Read also: How to beat inflation in Nigeria (2026), the “New Maths” of savings by FairMoney

Nigeria’s fintech struggle against a weak naira

Currency was the panel’s most uncomfortable thread, and the one all three kept circling back to. Hainy was the most explicit about the mechanics, describing expansion as fundamentally a resource allocation question that breaks down once the naira enters the equation.

If your currency is heavily unstable, it’s hard to predict that output, because you could spend a lot of time and the product is proceeding exactly as you projected, but because the currency is shrinking by 300%, your real dollar ROI is actually negative,” he said.

Eniolorunda extended that into how outside capital views Nigeria altogether, arguing that volatility compounds a deeper problem of unfamiliarity.

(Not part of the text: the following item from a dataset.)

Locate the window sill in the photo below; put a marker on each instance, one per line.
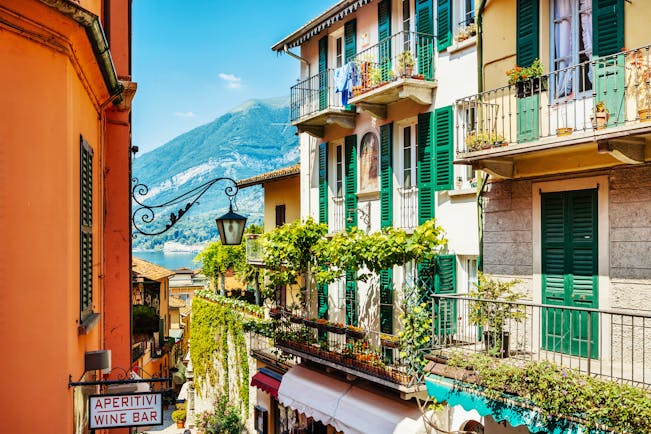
(462, 192)
(88, 324)
(460, 46)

You are generally risk-averse to something that you don’t know, and the markets that are actually the most liquid, the US markets, don’t have a lot of knowledge about Nigeria or Africa. This increases your perceived risk in addition to the macros,” Eniolorunda said. “That’s why the investors that will eventually invest in you understand the risk, they price the risk, they’re comfortable with the risk. IFC is still investing, Proparco is still investing.”

Ogundeyi’s answer to the same problem was less about capital markets and more about discipline, drawn from watching the naira move across his own lifetime.

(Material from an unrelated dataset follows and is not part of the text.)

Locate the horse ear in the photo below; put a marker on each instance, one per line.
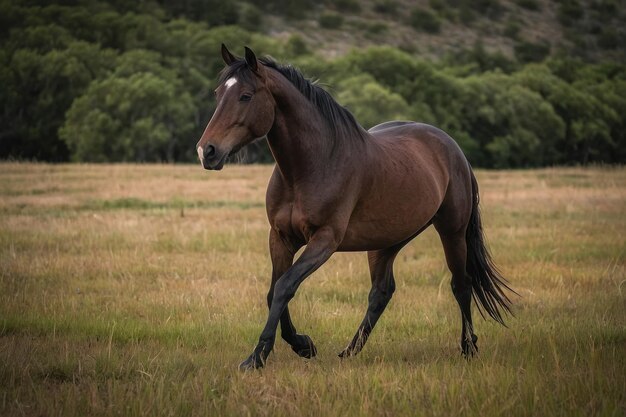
(227, 56)
(251, 60)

CBN Licenced Digital Banking Platform, Kuda, Raises $1.6m Pre-Seed Funding
Babs Ogundeyi of Kuda

I remember when the dollar was 120, I remember when it went to 150, it was crazy. But we still had big banks back then, and they were still worth a lot of money. Today it’s gone up to 450, 700, 1,500, and the big banks are still big banks, still extremely valuable,” he said. “You can become super successful today, or if you’re unlucky, like we have kind of been in this moment in time, it just elongates the time to true success. But if you fundamentally have a good business, it’s still a great story.”

That same hard-nosed practicality showed up when the conversation turned to what success actually looks like for venture-backed founders years into building. Eniolorunda was unsentimental about it, framing the honest measure as whether early backers end up wealthier for having taken the risk.

Fundamentally, investors are interested in returns. There’s nothing less sentimental than finance,” he said, before turning to a second metric beyond pure return. “Success will also mean getting the company to a level of maturity where you don’t need to be donating a pint of your blood every week to keep it running.”

Hainy framed his own obligation almost identically, extending it from investors to the people who stayed through a genuinely difficult market.

My first and foremost responsibility is the people who trusted me six years ago to build a business in Nigeria, when everyone told us we were crazy. I want to make sure they are very wealthy based on that decision. And I also want to make my employees wealthy, because these are guys that have been working with me for six, seven years,” he said.

Read also: Kuda and FairMoney tipped to aggressively snatch traditional bank customers in 2026

Ogundeyi closed the loop by widening who counts as a stakeholder and returned to the image that opened the conversation.

Your investors, I see my employees as also my investors because they’re investing their time essentially to the vision, to the dream,” he said. “Sometimes it feels like you’re swimming against the tide. But even when you’re swimming against the tide, if you don’t give up, if you keep swimming, you will get to the other end. We just need not to drown in the middle, and we will get to the other side. I’m confident with that.”